Nucleic Acid Synthesizers

Subject: Phosphalink Amidite for

Phosphorylation of Oligonucleotides

User Bulletin - Number 86

Model 38X, 39X

Phosphalink Phosphorylation

Introduction

This User Bulletin introduces Phosphalink(Fig. 1), a phosphorylating reagent for

efficient preparation of 5'- and/or 3'- end phosphorylated oligonucleotides on any

Applied Biosystems DNA/RNA Synthesizer.

Figure 1. Phosphalink

Gene construction, cloning, the oligonucleotide ligation assay (OLA), the ligation

chain reaction (LCR), and total cDNA sequencing are among the many

applications of 5'-end phosphorylated oligonucleotides.

5' Phosphorylation is also essential for the use of lambda exonuclease to create

single-stranded sequencing templates from PCR products.

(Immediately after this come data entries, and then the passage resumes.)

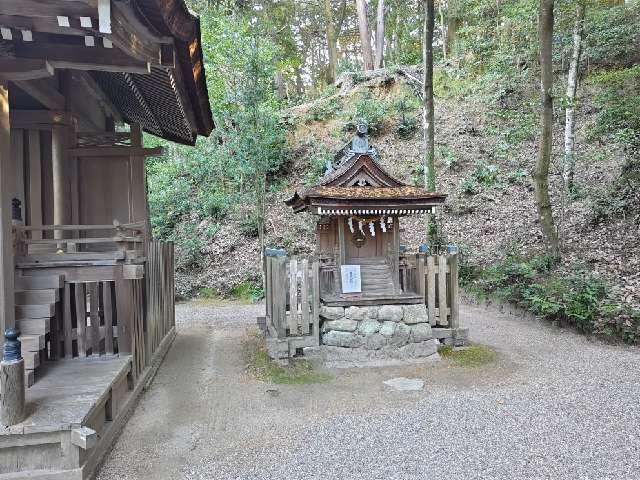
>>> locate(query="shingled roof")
[285,149,446,215]
[92,0,214,145]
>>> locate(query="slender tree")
[356,0,373,70]
[422,0,436,190]
[562,0,586,194]
[322,0,338,83]
[375,0,385,68]
[533,0,560,256]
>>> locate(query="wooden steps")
[15,275,64,386]
[16,318,51,335]
[15,275,64,290]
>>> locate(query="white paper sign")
[340,265,362,293]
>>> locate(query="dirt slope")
[181,67,640,303]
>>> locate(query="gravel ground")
[98,303,640,480]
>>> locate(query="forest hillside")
[147,0,640,343]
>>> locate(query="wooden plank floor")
[5,355,131,433]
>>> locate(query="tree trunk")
[533,0,560,256]
[562,1,586,194]
[322,0,338,84]
[375,0,384,68]
[422,0,436,191]
[356,0,373,70]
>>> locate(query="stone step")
[15,275,64,290]
[18,335,45,352]
[16,318,51,335]
[15,302,56,319]
[22,352,40,372]
[16,288,60,305]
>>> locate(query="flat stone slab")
[382,377,424,392]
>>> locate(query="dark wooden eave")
[0,0,214,144]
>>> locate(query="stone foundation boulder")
[320,304,438,359]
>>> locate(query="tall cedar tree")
[562,0,586,195]
[375,0,384,68]
[533,0,560,257]
[356,0,373,70]
[422,0,436,191]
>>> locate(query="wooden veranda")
[0,0,213,479]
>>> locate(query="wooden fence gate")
[264,253,320,358]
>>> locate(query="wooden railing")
[14,221,145,256]
[16,228,175,376]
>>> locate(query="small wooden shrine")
[286,126,446,306]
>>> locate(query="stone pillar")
[0,328,24,427]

3' Phosphorylation of probes is required where DNA polymerase is present to

prevent extension of the probe when the probe anneals to its target; i.e., 3'

phosphorylation prevents a probe from serving as a primer. 3'-Phosphorylation is

also used in ligation experiments that require 3' exonuclease resistance. 5'-

and/or 3'- phosphorylated oligonucleotides can also be used for the synthesis of

stable, non-radioactive probes, to which reporter groups such as biotin,

fluorescent dyes, or spin labels are attached.

Enzymatic protocols also add phosphate groups to the 5' end of oligonucleotides.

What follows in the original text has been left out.